Nursing Procedure Count the respiratory rate: 
  1. General Guidelines 1-4. 
  2. Be sure chest movement is visible. Client may need to remove heavy clothing. 
  3. Observe one complete respiratory cycle. If it is easier, place the client’s hand across his abdomen and your hand over the client’s wrist. 
  4. Start counting with first inspiration while looking at the second hand of a watch. Infants and children: Count Respiration’s for one full minute for infants and younger children because respiration’s are normally irregular Adults: count for 30 seconds and multiply by 2 to obtain the rate per minute, if an irregular rate or rhythm is present, count for one full minute. 
  5. Observe character of respiration’s; Depth of respiration’s by degree of chest wall movement (shallow, normal, or deep) Rhythm of cycle (regular or interrupted) 

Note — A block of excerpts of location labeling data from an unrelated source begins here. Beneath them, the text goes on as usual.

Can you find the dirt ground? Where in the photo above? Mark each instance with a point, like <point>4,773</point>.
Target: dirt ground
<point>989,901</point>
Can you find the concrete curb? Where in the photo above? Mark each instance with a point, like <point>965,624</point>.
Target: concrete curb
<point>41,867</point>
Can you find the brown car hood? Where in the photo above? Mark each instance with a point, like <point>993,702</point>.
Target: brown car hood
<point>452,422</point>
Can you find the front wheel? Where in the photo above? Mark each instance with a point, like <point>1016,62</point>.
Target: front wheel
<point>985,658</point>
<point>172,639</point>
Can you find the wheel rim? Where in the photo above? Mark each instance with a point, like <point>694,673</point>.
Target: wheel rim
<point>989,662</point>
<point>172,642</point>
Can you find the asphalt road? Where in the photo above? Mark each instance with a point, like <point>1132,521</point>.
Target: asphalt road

  6. Observe movement of chest and abdomen; Assess chest movements for symmetry, in infants observe movement of abdomen. Paradoxical abdominal movement, abdomen rises on inspiration as chest retracts (see or saw movement), is abnormal except in premature infants. 
  7. Auscultate for normal, abnormal, and diminished and/or absent breath sounds on both back and chest; use a regular pattern; compare breath sounds side-to-side. 
  8. Replace client’s gown if needed. 
  9. Record rate and character of respiration’s. 
  10. Wash hands.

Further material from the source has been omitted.